I saw his lips touch hers and my heart shattered into a thousand pieces.

I knew I'd lost him.

And all I had the strength to do was get myself out of the house before I just burst into tears and collapsed against the cold, hard wall of the garage. I felt a pair of arms around me and I looked up to find my friend Castiel Novak cradling me to his chest, and all I could hear was him asking what had happened. His hands were on me but I could barely feel them. I was shaking, cold and numb, completely in shock over what I'd just seen. I knew Lisa Braeden had been eyeing up my boyfriend, Dean Winchester for a while, but I had no idea he'd had his eye on her too. He'd told me he loved me six months after we got together and had said it every day since. Things were progressing in our relationship. We'd been together for a year and a half by this point and now everything was totally destroyed.

"Megan?"

I closed my eyes as the sobs overtook me, wanting nothing more to be as far away from the owner of that voice as possible. I loved him so much and he'd turned around and betrayed me like that? I felt so sick I almost threw up all over Castiel, and to this day he's still very grateful that I didn't. I wanted to run away and never come back, but I was in too much of a state to do anything.

"Baby, please..."

"Go away!" I cried, "Leave me alone!"

I pushed myself to my feet somehow and I shoved him away, begging him not to approach me again because I just wanted rid of him at that moment. I wanted him to go and crawl back under the rock he'd come from and stay there, away from me.
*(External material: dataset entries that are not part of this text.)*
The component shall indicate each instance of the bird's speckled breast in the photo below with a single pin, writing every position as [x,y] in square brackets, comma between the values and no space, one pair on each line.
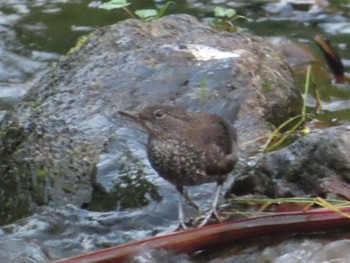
[178,161]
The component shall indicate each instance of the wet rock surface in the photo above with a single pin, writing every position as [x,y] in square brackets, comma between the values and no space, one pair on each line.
[64,143]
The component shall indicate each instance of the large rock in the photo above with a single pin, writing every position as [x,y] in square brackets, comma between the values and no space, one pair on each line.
[64,143]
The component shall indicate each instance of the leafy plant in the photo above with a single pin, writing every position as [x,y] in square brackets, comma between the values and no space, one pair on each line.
[272,143]
[225,17]
[145,15]
[152,14]
[114,4]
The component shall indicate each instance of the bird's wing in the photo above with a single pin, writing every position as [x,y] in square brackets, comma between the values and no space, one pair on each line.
[218,133]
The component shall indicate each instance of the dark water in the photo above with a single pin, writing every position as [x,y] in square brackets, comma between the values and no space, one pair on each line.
[34,33]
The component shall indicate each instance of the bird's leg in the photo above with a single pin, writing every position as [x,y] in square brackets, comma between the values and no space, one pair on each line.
[212,211]
[187,198]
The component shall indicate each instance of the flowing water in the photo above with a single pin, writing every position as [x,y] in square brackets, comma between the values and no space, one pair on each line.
[35,33]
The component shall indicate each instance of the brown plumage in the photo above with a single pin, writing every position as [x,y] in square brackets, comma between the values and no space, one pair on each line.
[188,148]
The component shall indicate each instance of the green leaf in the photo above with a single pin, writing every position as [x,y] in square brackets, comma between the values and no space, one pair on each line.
[230,13]
[163,9]
[219,11]
[146,14]
[114,4]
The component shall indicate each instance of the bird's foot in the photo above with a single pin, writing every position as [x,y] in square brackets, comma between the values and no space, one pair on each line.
[211,213]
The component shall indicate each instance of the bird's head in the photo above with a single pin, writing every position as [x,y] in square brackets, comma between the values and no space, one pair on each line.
[159,120]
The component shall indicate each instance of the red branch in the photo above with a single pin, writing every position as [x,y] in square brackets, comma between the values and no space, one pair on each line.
[215,235]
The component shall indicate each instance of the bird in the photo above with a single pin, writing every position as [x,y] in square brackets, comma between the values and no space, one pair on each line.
[188,149]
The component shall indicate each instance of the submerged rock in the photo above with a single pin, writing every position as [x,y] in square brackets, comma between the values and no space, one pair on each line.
[65,143]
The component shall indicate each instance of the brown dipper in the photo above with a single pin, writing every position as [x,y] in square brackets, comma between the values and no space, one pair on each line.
[188,148]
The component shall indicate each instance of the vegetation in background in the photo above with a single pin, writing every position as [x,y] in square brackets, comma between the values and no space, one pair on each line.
[224,18]
[277,138]
[145,15]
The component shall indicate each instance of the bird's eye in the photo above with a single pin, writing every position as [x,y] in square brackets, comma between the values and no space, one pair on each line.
[158,113]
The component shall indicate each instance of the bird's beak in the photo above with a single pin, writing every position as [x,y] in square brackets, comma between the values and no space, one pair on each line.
[130,114]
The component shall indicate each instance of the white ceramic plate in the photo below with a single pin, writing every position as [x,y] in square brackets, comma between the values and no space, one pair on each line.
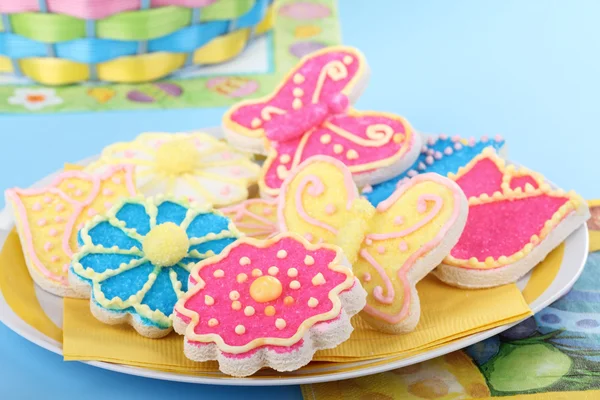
[575,255]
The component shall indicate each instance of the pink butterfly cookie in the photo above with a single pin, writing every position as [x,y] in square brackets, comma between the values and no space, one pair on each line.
[268,303]
[391,247]
[515,220]
[309,114]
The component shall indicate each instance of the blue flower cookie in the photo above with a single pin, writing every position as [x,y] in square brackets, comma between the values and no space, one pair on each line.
[134,261]
[441,155]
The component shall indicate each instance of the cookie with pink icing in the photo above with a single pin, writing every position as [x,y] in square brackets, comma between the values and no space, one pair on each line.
[391,247]
[268,303]
[515,219]
[254,217]
[309,114]
[48,219]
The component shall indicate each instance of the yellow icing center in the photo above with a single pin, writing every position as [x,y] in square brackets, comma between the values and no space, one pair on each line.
[265,288]
[166,244]
[177,157]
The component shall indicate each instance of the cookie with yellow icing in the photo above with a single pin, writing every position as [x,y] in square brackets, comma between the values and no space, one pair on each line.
[391,247]
[48,219]
[192,165]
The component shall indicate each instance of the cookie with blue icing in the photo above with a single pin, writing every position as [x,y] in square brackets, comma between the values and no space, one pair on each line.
[441,155]
[134,261]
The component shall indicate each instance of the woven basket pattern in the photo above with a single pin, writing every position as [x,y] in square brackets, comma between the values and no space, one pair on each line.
[67,41]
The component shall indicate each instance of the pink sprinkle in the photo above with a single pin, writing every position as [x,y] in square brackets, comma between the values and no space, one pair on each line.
[402,246]
[330,209]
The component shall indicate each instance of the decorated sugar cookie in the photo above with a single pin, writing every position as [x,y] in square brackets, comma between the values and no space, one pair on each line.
[49,218]
[515,220]
[441,155]
[393,246]
[268,303]
[254,217]
[192,165]
[309,114]
[134,261]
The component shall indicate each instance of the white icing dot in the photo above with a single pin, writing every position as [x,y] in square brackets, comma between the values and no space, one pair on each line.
[281,254]
[240,329]
[318,279]
[219,273]
[245,261]
[280,323]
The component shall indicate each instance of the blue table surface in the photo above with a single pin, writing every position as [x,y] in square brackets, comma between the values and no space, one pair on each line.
[524,69]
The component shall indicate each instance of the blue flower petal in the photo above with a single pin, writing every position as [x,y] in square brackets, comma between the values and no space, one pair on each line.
[215,245]
[106,235]
[101,262]
[203,224]
[170,212]
[135,217]
[161,295]
[126,283]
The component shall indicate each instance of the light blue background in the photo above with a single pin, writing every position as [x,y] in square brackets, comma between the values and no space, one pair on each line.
[524,69]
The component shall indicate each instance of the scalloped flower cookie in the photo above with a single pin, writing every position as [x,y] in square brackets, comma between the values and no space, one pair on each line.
[268,303]
[192,165]
[391,247]
[515,219]
[48,219]
[134,261]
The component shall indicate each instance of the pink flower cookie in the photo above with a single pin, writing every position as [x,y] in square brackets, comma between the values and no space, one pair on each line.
[268,303]
[254,217]
[48,219]
[391,247]
[309,114]
[515,220]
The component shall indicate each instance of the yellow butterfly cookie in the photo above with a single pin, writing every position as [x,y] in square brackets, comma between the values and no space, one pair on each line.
[391,247]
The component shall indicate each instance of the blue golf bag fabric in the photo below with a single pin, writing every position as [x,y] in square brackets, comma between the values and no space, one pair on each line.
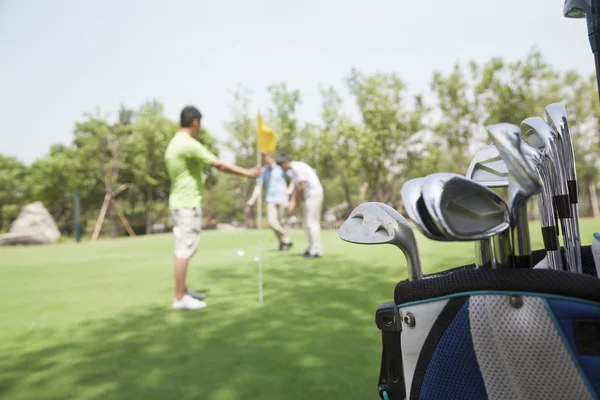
[498,334]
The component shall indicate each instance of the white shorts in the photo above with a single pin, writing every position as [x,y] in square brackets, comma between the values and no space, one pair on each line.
[188,224]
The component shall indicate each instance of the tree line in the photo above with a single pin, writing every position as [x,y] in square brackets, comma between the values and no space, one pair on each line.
[399,135]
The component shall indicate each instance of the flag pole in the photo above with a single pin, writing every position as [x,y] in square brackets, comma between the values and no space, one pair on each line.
[258,227]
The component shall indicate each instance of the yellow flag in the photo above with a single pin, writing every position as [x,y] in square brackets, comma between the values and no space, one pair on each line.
[266,139]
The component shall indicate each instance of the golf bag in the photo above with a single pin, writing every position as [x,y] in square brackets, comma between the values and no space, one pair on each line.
[472,333]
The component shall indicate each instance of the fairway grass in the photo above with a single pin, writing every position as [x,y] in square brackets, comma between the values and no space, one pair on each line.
[92,321]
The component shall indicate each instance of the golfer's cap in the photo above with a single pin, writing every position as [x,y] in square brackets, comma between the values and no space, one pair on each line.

That was when I knew the usual excuse was coming my way and I tried my best to brace myself for it.

"She kissed me, baby. I didn't..."

"So you let her kiss you? You betrayed me that way? You obviously don't love me like you promised me you did!" I cried, "The hardest thing about realising you don't love me is that you spent all this time pretending that you did."

"I do love you..." Dean said as he reached out to touch me.

I still to this day feel guilty for what I did next, but I just turned and slapped him as hard as I could around the face.

"Crowley?" Castiel called, passing me over to my best friend, the friend who I'd been through my darkest days with, "Can you take her home, please?"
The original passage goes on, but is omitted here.